Here again we find the abiding trinity of faith, hope, and love.  In 1 Corinthians 13, Paul taught the supernatural communication gifts which God gave the early Church, i.e., the gift of prophecy, the gift of tongues, and the gift of knowledge, would vanishwhen that which is perfect is come” or once the Word of God was complete:

Charity (agape love, i.e. seeking another’s highest good) never faileth: but whether there be prophecies, they shall fail; whether there be tongues, they shall cease; whether there be knowledge, it shall vanish away.  For we know in part, and we prophesy in part.  But when that which is perfect is come, then that which is in part shall be done away” (1 Corinthians 13:8-10).

Once the Bible was complete, the Church, i.e. the Body of Christ would function on the basis of the written Word of God through faith, hope, and love; but the greatest of these is love.  With Paul’s conversion and commission as God’s apostle to the gentiles the Scriptures were complete:

Whereof I am made a minister, according to the dispensation of God which is given to me for you, to fulfil the word of God;” (Colossians 1:25).

Thus, the supernatural gifts of Acts and 1 Corinthians 13 ceased by the time he wrote his final communication, 2 Timothy.  Evidence of this truth is found in 1 Timothy 5:23.  Paul couldn’t perform a healing miracle on his son in the faith; he suggested Timothy drink a little wine to soothe his stomach.  Today, no one in the Church legitimately exercises the gifts of prophecy, knowledge, or tongues.  They have been replaced by things both permanent and superior, which is the complete Word of God, and faith, hope, and love.

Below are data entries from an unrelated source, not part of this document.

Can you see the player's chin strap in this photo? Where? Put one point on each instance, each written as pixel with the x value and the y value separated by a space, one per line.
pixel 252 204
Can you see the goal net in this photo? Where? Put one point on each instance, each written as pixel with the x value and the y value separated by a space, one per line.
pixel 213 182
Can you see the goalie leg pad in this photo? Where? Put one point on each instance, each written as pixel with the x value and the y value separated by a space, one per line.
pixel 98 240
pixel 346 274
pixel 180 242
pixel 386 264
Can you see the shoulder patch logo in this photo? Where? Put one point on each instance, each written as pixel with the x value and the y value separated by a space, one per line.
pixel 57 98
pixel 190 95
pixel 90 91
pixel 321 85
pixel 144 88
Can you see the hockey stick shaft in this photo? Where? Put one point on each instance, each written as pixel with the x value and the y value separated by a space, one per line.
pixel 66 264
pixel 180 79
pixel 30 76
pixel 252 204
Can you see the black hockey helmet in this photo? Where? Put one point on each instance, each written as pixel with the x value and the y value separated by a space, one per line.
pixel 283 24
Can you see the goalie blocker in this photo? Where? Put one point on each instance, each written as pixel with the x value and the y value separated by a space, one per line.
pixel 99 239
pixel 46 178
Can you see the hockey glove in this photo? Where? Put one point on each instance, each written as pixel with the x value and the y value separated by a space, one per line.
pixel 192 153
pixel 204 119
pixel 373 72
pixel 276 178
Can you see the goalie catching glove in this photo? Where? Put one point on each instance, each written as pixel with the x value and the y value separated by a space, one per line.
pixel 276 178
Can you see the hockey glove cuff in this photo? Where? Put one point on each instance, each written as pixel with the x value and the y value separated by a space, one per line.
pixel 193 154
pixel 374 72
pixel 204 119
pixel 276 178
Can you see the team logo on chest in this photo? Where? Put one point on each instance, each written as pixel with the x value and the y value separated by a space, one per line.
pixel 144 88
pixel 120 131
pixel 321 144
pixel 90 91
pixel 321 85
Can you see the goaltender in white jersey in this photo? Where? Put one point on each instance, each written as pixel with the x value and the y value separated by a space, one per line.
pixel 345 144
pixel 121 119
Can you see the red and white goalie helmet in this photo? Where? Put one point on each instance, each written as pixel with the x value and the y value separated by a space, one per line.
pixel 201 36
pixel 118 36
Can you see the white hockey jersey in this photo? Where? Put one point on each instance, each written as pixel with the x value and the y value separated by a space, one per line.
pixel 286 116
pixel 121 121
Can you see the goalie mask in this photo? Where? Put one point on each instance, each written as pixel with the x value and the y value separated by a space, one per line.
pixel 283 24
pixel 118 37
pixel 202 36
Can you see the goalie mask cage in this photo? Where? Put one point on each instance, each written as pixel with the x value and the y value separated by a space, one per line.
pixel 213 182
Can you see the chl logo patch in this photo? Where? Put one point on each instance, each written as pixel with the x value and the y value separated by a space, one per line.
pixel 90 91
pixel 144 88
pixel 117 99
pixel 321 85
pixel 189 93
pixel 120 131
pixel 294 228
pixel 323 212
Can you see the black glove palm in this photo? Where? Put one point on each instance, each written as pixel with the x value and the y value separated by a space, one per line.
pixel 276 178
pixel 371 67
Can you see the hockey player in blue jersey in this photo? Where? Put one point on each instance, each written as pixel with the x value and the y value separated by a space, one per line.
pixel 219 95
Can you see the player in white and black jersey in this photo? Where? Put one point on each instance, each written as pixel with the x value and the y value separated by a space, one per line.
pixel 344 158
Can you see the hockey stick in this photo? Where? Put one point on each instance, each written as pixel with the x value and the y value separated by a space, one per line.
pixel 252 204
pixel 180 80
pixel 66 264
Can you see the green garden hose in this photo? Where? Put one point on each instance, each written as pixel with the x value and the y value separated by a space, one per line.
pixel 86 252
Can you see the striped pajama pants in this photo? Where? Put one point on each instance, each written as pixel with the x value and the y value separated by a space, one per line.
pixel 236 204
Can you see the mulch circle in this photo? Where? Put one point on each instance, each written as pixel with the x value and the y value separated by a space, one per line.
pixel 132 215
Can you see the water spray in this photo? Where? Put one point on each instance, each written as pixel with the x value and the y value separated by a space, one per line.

God did something entirely new by saving Saul of Tarsus and appointing him to be the Apostle of the Gentiles (Romans 11:13).  Included in his commission was that Paul would establish God’s Church, the Body of Christ (Ephesians 3:1-7) and its doctrines.  This new creation required new truths.  New wine cannot abide old wineskins (Matthew 9:17).  Paul wasn’t taught these new revelations by man.  They were revealed to him by the risen and glorified Lord (Galatians 1:11-12).  Paul referred to these revelations as “mysteries.”  The Lord also established Paul as the pattern for all Believers to follow in regard to living the Christ-like life. 

In addition to the blessing of the complete Word of God, Paul wrote in 1 Corinthians 13 of the blessings of faith, hope, and charity (love).   Believers are to put on these blessings and live by them.  Two other passages, both found in Paul’s first letter to the Thessalonians, contain this abiding trinity.  You’ll find them below:

We give thanks to God always for you all, making mention of you in our prayers; Remembering without ceasing your work of faith, and labour of love, and patience of hope in our Lord Jesus Christ, in the sight of God and our Father;” (1 Thessalonians 1:2-3).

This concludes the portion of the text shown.